Alan swallowed hard. "I sank it."
For a full ten seconds, Jake was truly speechless. In a world governed by probability and logic, Alan Harper was a walking anomaly of sheer, unadulterated failure. In a way, it was impressive, since no one else could manage to do this.
"How," Jake started, forcing his voice to remain perfectly level, "did you sink an eighty-thousand-dollar boat?"
"I was taking it out for a spin, just to get a feel for the helm!" Alan pleaded, waving his hands defensively. "And I saw a giant shark in Castaic Lake! I swerved to avoid it, and before I noticed, I hit the rocks near the dam!"
"Dad," Jake said, staring at him. "Castaic Lake is a freshwater reservoir. There are no sharks."

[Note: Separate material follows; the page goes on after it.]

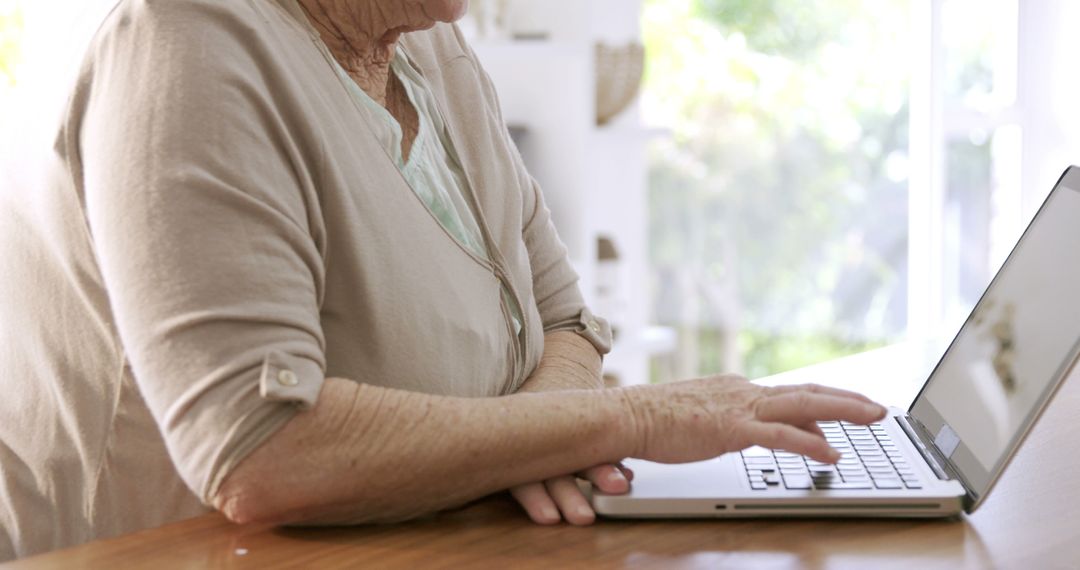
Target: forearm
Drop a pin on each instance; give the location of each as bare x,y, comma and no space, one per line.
367,453
569,362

"Jake, I swear to God it was a shark! I saw the fin!" Alan was practically hyperventilating now, his eyes wide with desperate conviction. "It was massive! Prehistoric!"
Jake let out a long, slow breath. "Okay, Fine. It was a freshwater Megalodon. I get it. You just need some cash to cover the gap until the insurance check clears, right?"

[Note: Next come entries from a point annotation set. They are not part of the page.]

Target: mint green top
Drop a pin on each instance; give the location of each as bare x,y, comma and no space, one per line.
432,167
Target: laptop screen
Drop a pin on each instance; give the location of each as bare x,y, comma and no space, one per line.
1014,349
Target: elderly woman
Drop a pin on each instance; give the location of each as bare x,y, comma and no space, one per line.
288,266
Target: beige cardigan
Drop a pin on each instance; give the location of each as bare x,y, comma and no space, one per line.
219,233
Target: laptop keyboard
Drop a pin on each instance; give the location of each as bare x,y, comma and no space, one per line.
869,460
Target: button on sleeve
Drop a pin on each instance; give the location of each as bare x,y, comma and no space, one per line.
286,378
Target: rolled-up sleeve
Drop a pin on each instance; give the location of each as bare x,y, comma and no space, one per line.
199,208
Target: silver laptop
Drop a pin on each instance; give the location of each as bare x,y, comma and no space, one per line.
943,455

"Y-yeah! Right!" Alan nodded eagerly. "Just a few months until the adjusters—"
"Dad."
"Yes, son?"
"You didn't have insurance."
Alan slumped completely, burying his face in his hands. "I didn't have insurance."
"How do you even drive a boat off the lot without insurance?!"
"Well, son, technically it's not driving a boat, it's called navigating—"
"Dad," Jake interrupted his dad's incoming speech "Just answer the question."
"The premiums were astronomical!" Alan whined. "I was just going to use it this one time to make sure the hull was sound before I registered it fully! Who could have predicted an apex predator in a Los Angeles municipal water supply?!"
Jake let out an incredulous sigh, rubbing his temples. He had always known Alan was going to crash and burn, but he hadn't expected the crash to be literal, or aquatic.
Still, Jake was nothing if not prepared. He knew the future, but anomalies like black swan events, crises, or sheer human stupidity could sometimes not be prevented. You never put all your eggs in the same basket after all.
"There is gold buried in the backyard," Jake said flatly.
Alan froze, his hands slowly lowering from his face. "What?"
"I asked Malcolm and his brother to help me dig a hole near the old oak tree a few months ago. I put ten thousand dollars' worth of gold bullion in a waterproof lockbox and buried it."
Now it was Alan's turn to be utterly speechless. He stared at his ten-year-old son, his brain short-circuiting. "Why... why would you bury gold in the backyard?"
"Because of things exactly like this," Jake replied, turning back to his computer monitor. "Do you want it or not?"
Alan didn't care about how anymore. After all,l he was a drowning man, and his ten-year-old had just thrown him a life preserver made of solid bullion. "Yes. God, yes, please. I want it."
"Alright. Tomorrow morning, before Mom wakes up, I'll show you exactly where to dig."
"Thank you, son. Thank you so much," Alan whispered, tears of relief welling in his eyes. "I'll pay it back, I swear with interest, I'll—"
"Alright, Dad. Shut the door on your way out. Good night," Jake said, cutting off the pathetic display.
As the door clicked shut, Jake leaned back in his chair. The eighty-thousand-dollar hole Alan had just blown in their finances was the fatal strike. Judith would find out eventually, a collection agency, a bank notice, something would slip through it always does.
Jake closed his eyes, dismissing the chaotic variables of his father's life from his mind, and silently commanded Argus to initiate the [Sleep Module].